Pointe ton framework de test sur .env.test (Vitest, Jest, Playwright le font tous via une option). Quand Claude lance les tests, il voit des dummies, jamais les vrais secrets.

Filet de sécurité : pre-commit hook

Même avec les deny rules, un copier-coller malheureux peut envoyer un secret dans un commit.
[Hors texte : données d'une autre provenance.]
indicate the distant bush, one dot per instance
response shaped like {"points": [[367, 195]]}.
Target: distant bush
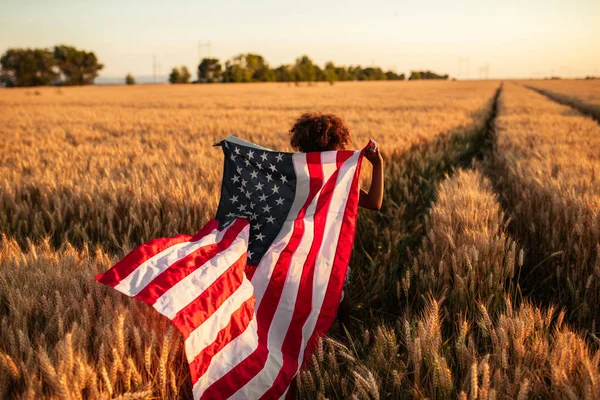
{"points": [[62, 65], [129, 80], [416, 75], [180, 75]]}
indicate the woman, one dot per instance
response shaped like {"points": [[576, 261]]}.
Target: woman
{"points": [[326, 132]]}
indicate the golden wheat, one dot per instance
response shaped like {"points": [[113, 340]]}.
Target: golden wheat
{"points": [[88, 173], [581, 94], [546, 167]]}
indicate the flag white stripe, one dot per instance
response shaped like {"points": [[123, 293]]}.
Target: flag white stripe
{"points": [[186, 290], [207, 332], [229, 356], [328, 249], [262, 275], [262, 381], [146, 272]]}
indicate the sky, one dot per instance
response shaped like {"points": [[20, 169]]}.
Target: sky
{"points": [[514, 39]]}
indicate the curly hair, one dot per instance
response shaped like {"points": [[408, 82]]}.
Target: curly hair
{"points": [[319, 132]]}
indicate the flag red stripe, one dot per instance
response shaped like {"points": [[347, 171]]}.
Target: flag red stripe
{"points": [[203, 306], [188, 264], [293, 338], [146, 251], [242, 373], [340, 264], [237, 325]]}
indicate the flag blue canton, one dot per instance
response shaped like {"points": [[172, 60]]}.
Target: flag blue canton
{"points": [[260, 186]]}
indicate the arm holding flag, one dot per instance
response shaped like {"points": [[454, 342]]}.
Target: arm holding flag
{"points": [[372, 200]]}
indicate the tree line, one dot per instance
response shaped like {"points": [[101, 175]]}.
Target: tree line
{"points": [[254, 68], [67, 65], [61, 65]]}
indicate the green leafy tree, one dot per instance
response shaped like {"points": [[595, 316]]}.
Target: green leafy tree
{"points": [[304, 69], [355, 73], [235, 70], [210, 70], [392, 76], [77, 67], [175, 75], [284, 73], [27, 67], [129, 80], [372, 74], [248, 68], [416, 75], [180, 75], [330, 73], [343, 74], [185, 75]]}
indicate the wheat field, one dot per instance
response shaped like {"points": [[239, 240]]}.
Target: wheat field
{"points": [[478, 279]]}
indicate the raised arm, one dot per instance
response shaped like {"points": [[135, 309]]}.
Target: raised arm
{"points": [[372, 200]]}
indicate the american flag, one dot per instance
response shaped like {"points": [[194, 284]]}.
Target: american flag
{"points": [[290, 219]]}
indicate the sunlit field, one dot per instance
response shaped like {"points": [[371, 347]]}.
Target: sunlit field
{"points": [[478, 279]]}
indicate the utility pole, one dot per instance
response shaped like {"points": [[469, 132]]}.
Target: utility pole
{"points": [[467, 62], [200, 46], [154, 68]]}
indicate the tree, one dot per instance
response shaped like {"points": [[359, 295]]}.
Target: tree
{"points": [[304, 70], [175, 75], [248, 68], [330, 73], [129, 80], [416, 75], [185, 75], [210, 70], [180, 75], [27, 67], [284, 73], [392, 76], [77, 67]]}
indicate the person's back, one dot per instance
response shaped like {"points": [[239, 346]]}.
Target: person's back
{"points": [[327, 132]]}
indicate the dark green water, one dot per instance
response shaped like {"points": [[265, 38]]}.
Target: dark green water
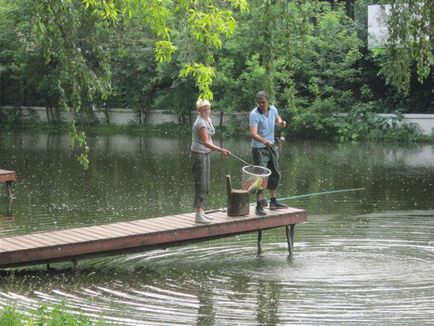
{"points": [[363, 257]]}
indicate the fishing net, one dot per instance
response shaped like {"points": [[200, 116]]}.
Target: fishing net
{"points": [[254, 178]]}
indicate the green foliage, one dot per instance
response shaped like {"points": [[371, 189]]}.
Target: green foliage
{"points": [[144, 55], [53, 316], [362, 123], [409, 42]]}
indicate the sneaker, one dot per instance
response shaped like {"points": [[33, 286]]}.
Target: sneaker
{"points": [[277, 205], [200, 218], [260, 211]]}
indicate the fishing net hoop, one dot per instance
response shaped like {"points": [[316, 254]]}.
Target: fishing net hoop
{"points": [[263, 172]]}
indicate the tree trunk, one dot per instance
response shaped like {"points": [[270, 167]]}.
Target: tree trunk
{"points": [[349, 7]]}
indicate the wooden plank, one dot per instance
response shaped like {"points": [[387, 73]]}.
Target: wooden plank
{"points": [[142, 234]]}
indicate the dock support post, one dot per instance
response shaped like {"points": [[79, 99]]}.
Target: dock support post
{"points": [[74, 263], [259, 242], [9, 189], [290, 237]]}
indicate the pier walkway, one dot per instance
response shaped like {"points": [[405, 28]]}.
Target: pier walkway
{"points": [[139, 235]]}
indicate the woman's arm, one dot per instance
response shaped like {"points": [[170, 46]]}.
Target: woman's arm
{"points": [[280, 122], [207, 142]]}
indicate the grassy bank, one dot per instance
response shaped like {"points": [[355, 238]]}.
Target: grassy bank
{"points": [[393, 135], [44, 315]]}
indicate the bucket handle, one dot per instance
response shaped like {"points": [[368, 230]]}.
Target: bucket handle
{"points": [[228, 185]]}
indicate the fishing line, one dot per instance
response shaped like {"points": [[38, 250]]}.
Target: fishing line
{"points": [[320, 193]]}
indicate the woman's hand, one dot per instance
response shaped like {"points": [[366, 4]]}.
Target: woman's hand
{"points": [[224, 152]]}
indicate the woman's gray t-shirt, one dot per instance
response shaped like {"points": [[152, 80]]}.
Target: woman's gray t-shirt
{"points": [[196, 144]]}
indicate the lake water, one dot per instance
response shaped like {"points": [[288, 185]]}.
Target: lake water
{"points": [[363, 257]]}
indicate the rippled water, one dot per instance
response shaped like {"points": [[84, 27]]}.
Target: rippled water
{"points": [[363, 257]]}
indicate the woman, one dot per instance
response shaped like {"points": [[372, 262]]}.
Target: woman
{"points": [[201, 146]]}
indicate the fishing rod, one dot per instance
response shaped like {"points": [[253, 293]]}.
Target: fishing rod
{"points": [[224, 209], [239, 159]]}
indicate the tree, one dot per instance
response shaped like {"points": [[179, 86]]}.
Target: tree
{"points": [[411, 28], [86, 74]]}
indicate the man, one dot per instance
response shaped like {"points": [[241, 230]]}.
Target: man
{"points": [[263, 120]]}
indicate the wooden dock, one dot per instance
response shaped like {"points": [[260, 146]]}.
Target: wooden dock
{"points": [[7, 177], [139, 235]]}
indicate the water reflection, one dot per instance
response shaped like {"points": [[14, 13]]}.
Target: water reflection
{"points": [[363, 257]]}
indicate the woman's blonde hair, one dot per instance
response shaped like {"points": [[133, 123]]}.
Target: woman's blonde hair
{"points": [[201, 103]]}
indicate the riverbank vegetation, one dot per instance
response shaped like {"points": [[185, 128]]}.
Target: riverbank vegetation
{"points": [[311, 56], [55, 316]]}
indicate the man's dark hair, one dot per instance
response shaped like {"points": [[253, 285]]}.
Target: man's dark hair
{"points": [[261, 94]]}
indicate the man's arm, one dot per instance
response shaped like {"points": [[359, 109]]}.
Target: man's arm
{"points": [[280, 122], [254, 134]]}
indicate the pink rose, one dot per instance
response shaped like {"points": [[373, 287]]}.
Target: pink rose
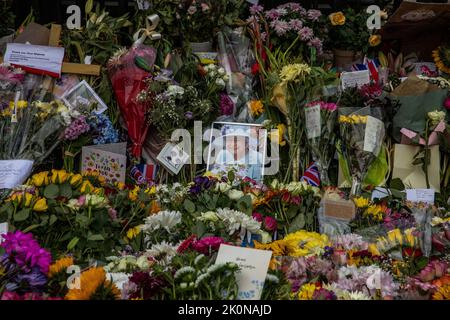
{"points": [[270, 223], [257, 216], [447, 103]]}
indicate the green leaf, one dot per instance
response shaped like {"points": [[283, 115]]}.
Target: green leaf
{"points": [[231, 176], [96, 237], [72, 243], [142, 64], [397, 184], [22, 215], [189, 206], [53, 219], [51, 191], [89, 6], [297, 224], [65, 190], [292, 212]]}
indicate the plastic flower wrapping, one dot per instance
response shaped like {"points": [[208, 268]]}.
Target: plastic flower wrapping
{"points": [[352, 203]]}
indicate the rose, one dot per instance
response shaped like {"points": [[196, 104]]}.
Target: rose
{"points": [[337, 18], [270, 223], [235, 194], [374, 40], [257, 216], [447, 103]]}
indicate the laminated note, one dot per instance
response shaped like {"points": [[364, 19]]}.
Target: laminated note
{"points": [[373, 137], [313, 126]]}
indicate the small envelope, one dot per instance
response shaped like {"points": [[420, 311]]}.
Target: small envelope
{"points": [[109, 160], [413, 176]]}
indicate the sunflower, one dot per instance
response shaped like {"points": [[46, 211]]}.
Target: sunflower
{"points": [[60, 265], [441, 58], [94, 286]]}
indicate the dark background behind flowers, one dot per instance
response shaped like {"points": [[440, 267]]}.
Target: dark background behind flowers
{"points": [[55, 10]]}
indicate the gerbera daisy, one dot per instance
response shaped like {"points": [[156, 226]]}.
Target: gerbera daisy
{"points": [[94, 286]]}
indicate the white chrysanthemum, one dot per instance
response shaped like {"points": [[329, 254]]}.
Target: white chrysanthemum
{"points": [[237, 221], [162, 252], [183, 271], [162, 220], [201, 278]]}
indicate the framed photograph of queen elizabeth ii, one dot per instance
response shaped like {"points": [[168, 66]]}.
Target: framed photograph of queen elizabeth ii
{"points": [[240, 147]]}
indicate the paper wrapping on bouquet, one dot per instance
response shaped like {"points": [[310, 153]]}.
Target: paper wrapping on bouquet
{"points": [[408, 136], [128, 81], [417, 98], [413, 176], [14, 172]]}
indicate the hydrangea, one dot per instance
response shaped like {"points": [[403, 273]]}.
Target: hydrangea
{"points": [[104, 131], [235, 221]]}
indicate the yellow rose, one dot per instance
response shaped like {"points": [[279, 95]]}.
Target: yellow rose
{"points": [[76, 179], [279, 97], [28, 198], [40, 205], [374, 40], [337, 18], [86, 187], [59, 176], [40, 179]]}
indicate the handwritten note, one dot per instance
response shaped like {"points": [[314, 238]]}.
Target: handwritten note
{"points": [[373, 135], [108, 160], [3, 230], [36, 59], [253, 266], [14, 172], [313, 125], [420, 195], [355, 79]]}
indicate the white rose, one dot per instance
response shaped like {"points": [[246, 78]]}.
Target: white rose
{"points": [[234, 194], [223, 187]]}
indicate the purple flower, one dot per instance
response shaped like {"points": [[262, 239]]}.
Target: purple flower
{"points": [[208, 245], [306, 33], [24, 251], [189, 115], [323, 294], [226, 105], [254, 9], [296, 24], [280, 27], [272, 14], [76, 128], [313, 14]]}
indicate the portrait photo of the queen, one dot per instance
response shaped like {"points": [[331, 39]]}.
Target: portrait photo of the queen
{"points": [[238, 147]]}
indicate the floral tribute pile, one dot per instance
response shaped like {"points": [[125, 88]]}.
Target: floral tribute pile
{"points": [[71, 233]]}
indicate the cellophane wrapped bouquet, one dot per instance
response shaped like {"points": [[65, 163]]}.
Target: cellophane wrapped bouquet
{"points": [[362, 133], [127, 70], [320, 122]]}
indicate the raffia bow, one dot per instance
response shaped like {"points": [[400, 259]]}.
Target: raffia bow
{"points": [[142, 34]]}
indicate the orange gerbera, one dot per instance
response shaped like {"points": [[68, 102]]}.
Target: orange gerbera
{"points": [[94, 286]]}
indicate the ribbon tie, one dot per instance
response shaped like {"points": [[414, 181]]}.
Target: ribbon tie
{"points": [[149, 31]]}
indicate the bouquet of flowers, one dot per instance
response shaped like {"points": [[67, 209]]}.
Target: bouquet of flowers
{"points": [[320, 121], [291, 26], [127, 70], [362, 133]]}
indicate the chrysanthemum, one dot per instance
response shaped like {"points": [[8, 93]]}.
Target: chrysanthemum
{"points": [[94, 286], [60, 265]]}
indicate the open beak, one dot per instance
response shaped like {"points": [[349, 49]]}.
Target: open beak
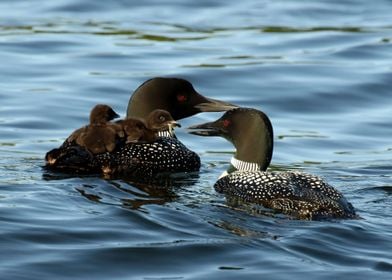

Dans .git/hooks/pre-commit :

#!/bin/bash
PATTERNS=('sk-ant-' 'sk-live-' 'sk_live_' 'ghp_' 'gho_' 'AKIA' 'xox[bpors]-' 'SG\.' 'BEGIN.*PRIVATE KEY')

for pattern in "${PATTERNS[@]}"; do
  if git diff --cached | grep -qE "$pattern"; then
    echo "BLOCKED: secret matching '$pattern' detected"
    exit 1
  fi
done

if git diff --cached --name-only | grep -qE '\.env$|id_rsa|\.pem$|\.key$'; then
  echo "BLOCKED: sensitive file in staging"
  exit 1
fi

Rend-le exécutable :

chmod +x .git/hooks/pre-commit

Tu peux aussi utiliser gitleaks en pre-commit — plus de patterns, plus à jour.

Checklist avant ta prochaine session

  1. Deny rules .env* dans ~/.claude/settings.json
  2. .env.test avec valeurs fictives pour les tests
  3. Pre-commit hook qui scanne les patterns de secrets
  4. .env dans .gitignore (évident, mais on vérifie)
  5. Credentials de prod dans un vault, pas en plaintext

Si t'as les 5, t'es propre. Si tu démarres à zéro, copie-colle juste le bloc deny ci-dessus dans ton ~/.claude/settings.json — c'est la protection qui couvre 80% du risque en 10 lignes.